Bradford argued it was up to FWP to put forth a scientifically defensible number and not manage to a minimum population.

“The goal (of 450 wolves) is a political mandate that is not scientifically defensible,” Bradford said. “Sound wildlife management always recommends a buffer and the precautionary principle so you don’t manage it so close to crisis that you’re inviting a crisis that you can’t predict.”

FWP attorney Alexander Scolavino said an injunction wasn’t necessary, because the FWP commission would stop the season if the wolf population neared 450. Quoting the 15th Century political philosopher Niccolo Machiavelli - “Whoever wishes to foresee the future must consult the past” - he added that hunters and trappers wouldn’t kill enough wolves during this season to reach the minimum, based upon the number of wolves they’ve killed in past seasons, around 300.

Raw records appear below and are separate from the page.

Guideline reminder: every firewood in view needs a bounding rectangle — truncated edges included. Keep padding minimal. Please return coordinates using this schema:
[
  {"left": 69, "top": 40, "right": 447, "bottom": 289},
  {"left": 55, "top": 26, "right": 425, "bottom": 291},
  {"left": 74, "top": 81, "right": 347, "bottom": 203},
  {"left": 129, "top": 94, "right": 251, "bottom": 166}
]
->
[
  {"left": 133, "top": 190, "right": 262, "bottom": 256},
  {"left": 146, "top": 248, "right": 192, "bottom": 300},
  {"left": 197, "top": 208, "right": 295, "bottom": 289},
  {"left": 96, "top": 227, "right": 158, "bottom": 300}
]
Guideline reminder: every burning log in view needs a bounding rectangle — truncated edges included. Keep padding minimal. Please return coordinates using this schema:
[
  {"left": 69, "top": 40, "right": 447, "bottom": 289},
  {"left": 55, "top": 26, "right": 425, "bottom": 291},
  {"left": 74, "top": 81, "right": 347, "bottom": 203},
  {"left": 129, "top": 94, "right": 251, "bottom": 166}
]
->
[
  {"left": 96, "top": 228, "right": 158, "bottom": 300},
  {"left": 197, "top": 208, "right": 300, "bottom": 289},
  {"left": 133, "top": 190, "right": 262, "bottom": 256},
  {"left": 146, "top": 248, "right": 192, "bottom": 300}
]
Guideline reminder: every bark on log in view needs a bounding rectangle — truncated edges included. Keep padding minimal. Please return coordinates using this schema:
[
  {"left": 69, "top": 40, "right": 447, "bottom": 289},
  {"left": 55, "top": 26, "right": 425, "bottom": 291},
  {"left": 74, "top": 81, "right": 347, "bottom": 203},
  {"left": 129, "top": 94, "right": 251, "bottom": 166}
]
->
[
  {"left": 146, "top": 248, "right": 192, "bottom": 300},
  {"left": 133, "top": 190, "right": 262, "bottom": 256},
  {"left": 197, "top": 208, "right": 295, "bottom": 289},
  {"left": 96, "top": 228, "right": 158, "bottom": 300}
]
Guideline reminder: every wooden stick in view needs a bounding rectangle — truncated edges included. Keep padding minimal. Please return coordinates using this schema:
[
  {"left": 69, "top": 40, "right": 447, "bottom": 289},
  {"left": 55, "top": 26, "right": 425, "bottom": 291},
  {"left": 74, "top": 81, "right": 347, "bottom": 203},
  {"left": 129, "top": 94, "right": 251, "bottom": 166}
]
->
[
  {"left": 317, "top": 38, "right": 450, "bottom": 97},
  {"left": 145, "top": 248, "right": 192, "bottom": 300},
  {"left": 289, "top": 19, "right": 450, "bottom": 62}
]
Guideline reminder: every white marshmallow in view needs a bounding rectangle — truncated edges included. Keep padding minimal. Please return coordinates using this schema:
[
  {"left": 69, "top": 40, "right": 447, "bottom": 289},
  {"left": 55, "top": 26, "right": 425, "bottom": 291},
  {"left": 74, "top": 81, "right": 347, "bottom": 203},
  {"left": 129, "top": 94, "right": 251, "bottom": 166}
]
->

Scolavino argued that the plaintiffs haven’t been able to show how the addition of night-vision goggles, additional bounties and reductions in road offsets for traps would increase the number of wolves killed. He said that this season, only one wolf has been killed at night and there’s no way to tell whether night-vision goggles were used.

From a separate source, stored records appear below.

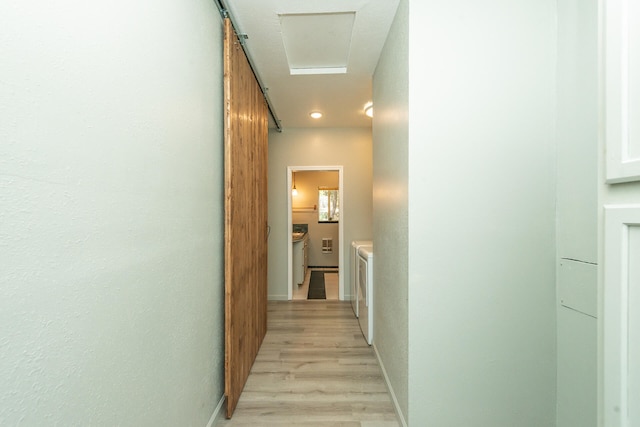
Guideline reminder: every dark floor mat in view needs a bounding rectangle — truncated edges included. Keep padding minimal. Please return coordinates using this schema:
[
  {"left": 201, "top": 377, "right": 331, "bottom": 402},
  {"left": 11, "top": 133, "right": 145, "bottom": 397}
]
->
[{"left": 307, "top": 271, "right": 327, "bottom": 299}]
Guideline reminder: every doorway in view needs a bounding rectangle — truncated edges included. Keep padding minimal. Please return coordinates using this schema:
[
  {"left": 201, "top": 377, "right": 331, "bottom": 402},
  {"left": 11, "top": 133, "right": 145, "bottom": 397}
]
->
[{"left": 286, "top": 166, "right": 345, "bottom": 301}]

“The Legislature decided to reduce, not eliminate wolves,” Scolavino said. “Additionally, the commission is a public body, and it should be presumed to be in the public interest of all. The commissioners speak for their constituents and make their decisions based upon their constituents, just as the Legislature does.”

The Outdoor Heritage Coalition and Montana Sportsmen for Fish and Wildlife intervened in the case on behalf of FWP and attorney Gary Leistico argued that even if sportsmen could kill more wolves than they have in previous years, it would still take two years before the population would collapse. In the meantime, FWP could reverse course, Leistico said. So an injunction wasn’t needed to stop harm from occurring this season.

Abbott harkened back to a ruling on the Constitutional right to a quality education where the judge sent a law back to the Legislature saying you can’t guarantee the right if there’s no way to measure a quality education. Similarly, how could Abbott know the right to a clean and healthful environment wasn’t violated when FWP couldn’t accurately measure the wolf population?

During final statements, Bradford said the quality education example was on point.“The purpose of (developing) iPOM was to save money and to cut back on the number of biologists in the field and the amount of on-the-ground data collection. And while they have some, that data can only verify 50% of the packs out there. So there’s a lot of uncertainty,” Bradford said.

Abbott said he would take the arguments under consideration and release a decision as soon as he could.